Pretty sure its a cherry. You say it's never had cherries on it. Is this the first time that you've noticed flowers on it ? It looks like a fairly young tree. Maybe it's just starting to produce fruit.

John


----------



## pdkpotocki (Aug 3, 2004)

flowers just started this year


----------



## StumpJumper (Nov 13, 2001)

definately cherry.


----------



## PrtyMolusk (Aug 13, 2000)

Howdy-

 

Had one in the back yard as a kid, and spent many an afternoon climbing it....


----------



## pdkpotocki (Aug 3, 2004)

thanks guys


----------



## WALLEYE MIKE (Jan 7, 2001)

BTW, even if its a fruit bearing cherry, it most likely will need a pollinator tree nearby. Although a few cherries are self polinating.


----------



## unregistered55 (Mar 12, 2000)

Man I'm good!:lol:


----------



## MAttt (Dec 15, 2004)

*Pin Cherry?*


----------



## mjmmusser (Apr 24, 2005)

Nope, Black Cherry tree.

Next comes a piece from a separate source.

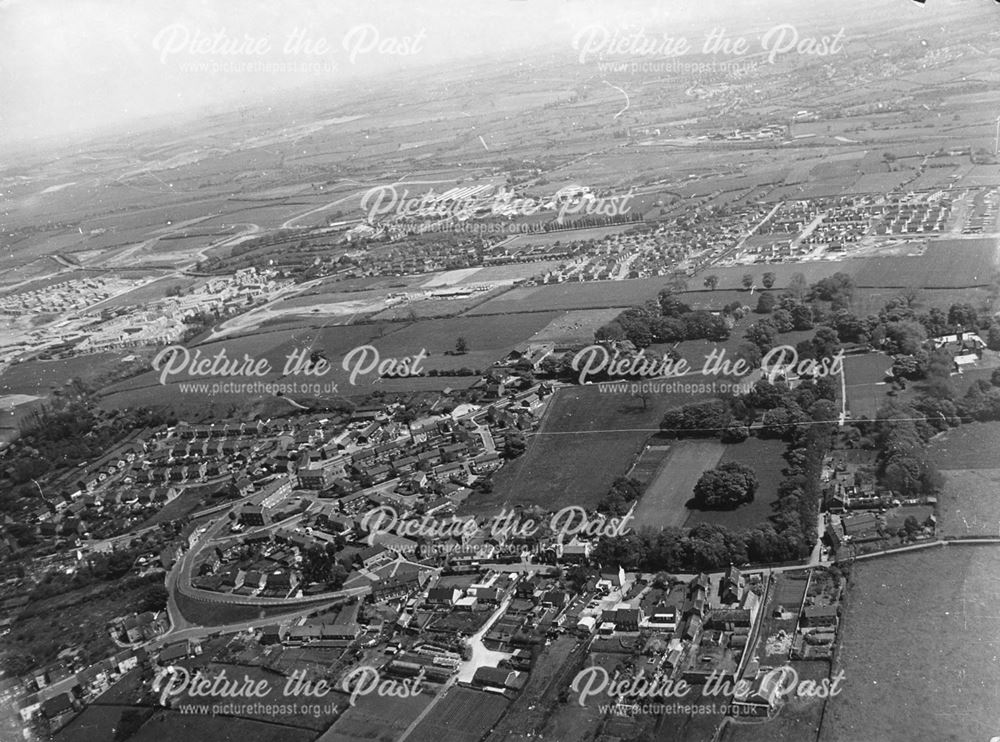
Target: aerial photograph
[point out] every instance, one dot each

You do need other trees around for pollination with these trees.


----------



## snaggs (Jul 20, 2005)

............It be a Cherry ( Wild ) and they get very tall... maybe 30-40 ft. ( + ) Got about 20 of them round here and they produce cherries...If the winters are mild expect mucho cherries...some varieties are dark cherries I've got em' both...one year we had so many cherries made a bunch of pies,don't need to add too much sugar cause the cherries are quite sweet ....just let em' ripen up before you pick em' .....the fruit attracts lots of birds and rodents ( squirrels chipmunks) so expect visitors ....one year we had an abundant crop and had Baltimore Orioles and Waxwings and Scarlet Tannagers around all late summer.......the fruit is smaller than the domestic ( store bought ) cherry but you can get many many handfulls and stuff yourself.....just wish they didn't grow so tall cause most of the fruit is way high up......:corkysm55


----------